26Libération : voilà par où nous retournons vers nos origines supérieures. N’est-ce pas le dénouement du corps ? Ne grandissons-nous pas alors vers la connaissance de l’âme pure ? Si les sens participent encore à l’ébranlement musical, c’est par leur voisinage momentané. Mais on peut s’en défaire et il y a des musiques qui en défont – il y en a d’autres qui en rapprochent – et ils deviennent alors vraiment participants – et quelquefois ils s’agitent seuls – et l’âme s’en va égarée avec douleur.
27D’où une hiérarchie des musiques[ :] 1) celle de la pensée (si elle est possible, ce n’est guère qu’un « idéal »[)] 2) celle de la pensée et des sentiments 3) celle des sentiments 4) celle des sentiments et des sens 5) celle des sens. Elle s’abaisse de plus en plus jusqu’au bruit qui frappe l’oreille.
281) guère possible, on peut l’imaginer. Bach. La prétendue sécheresse. Mais à l’esprit à la mentalité : quelles constructions mathématiques vraiment sans matière.

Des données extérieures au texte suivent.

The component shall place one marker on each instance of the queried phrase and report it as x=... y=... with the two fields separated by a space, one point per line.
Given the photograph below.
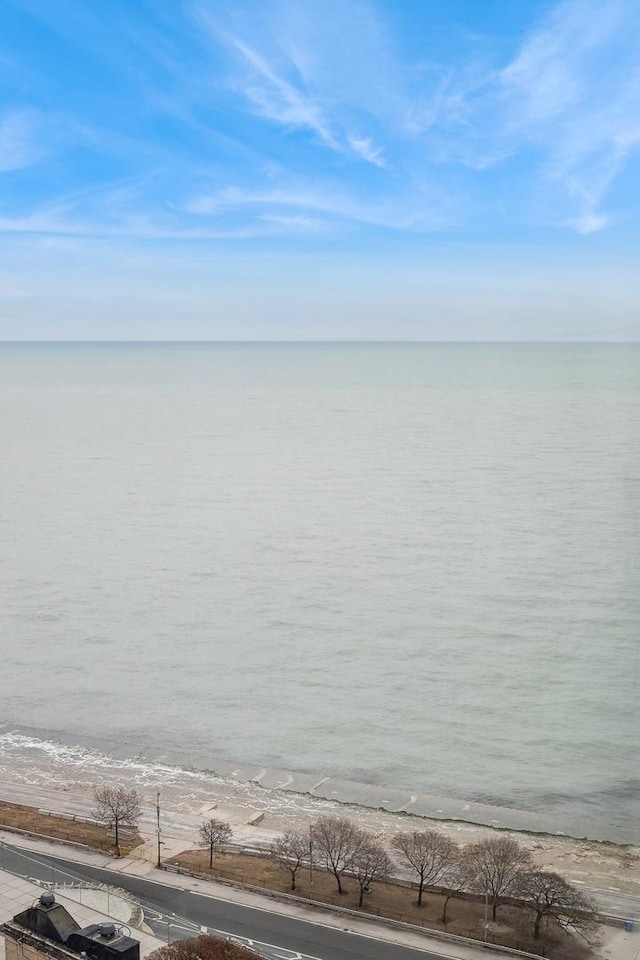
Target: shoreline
x=32 y=753
x=32 y=772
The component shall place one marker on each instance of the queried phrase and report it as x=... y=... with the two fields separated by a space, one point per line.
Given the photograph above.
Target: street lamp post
x=158 y=864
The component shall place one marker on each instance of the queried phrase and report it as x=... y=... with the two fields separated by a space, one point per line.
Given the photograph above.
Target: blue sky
x=319 y=169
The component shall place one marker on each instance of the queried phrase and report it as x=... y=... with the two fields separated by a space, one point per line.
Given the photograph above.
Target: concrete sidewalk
x=618 y=944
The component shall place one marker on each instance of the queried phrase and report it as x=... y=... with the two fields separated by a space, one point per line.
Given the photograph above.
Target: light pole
x=158 y=864
x=486 y=909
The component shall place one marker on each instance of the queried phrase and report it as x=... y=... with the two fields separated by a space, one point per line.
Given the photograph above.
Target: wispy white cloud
x=415 y=211
x=573 y=93
x=279 y=88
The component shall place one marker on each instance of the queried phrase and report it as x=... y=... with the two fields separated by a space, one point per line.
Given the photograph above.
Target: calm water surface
x=414 y=565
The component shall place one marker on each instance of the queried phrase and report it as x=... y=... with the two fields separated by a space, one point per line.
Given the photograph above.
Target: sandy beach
x=41 y=775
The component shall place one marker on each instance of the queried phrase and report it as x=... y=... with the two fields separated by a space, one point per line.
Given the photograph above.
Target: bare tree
x=498 y=864
x=213 y=834
x=117 y=807
x=458 y=876
x=370 y=863
x=552 y=898
x=291 y=850
x=204 y=947
x=337 y=842
x=429 y=853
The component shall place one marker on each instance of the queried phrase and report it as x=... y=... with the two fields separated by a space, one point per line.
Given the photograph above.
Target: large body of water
x=408 y=564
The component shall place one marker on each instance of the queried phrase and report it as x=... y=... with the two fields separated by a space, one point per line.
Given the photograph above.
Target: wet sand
x=56 y=777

292) Beethoven Haendel Franck
303) De plus en plus semble-t-il dans le temps qui descend vers nous, nous descendons vers les sens, vers les nerfs[,] vers la basse sensualité, vers un appétit qui se satisfait brutalement, vers la secousse mécanique. La musique imitative. Wagner presque entier.
31Fin : Désir de la musique pure 1).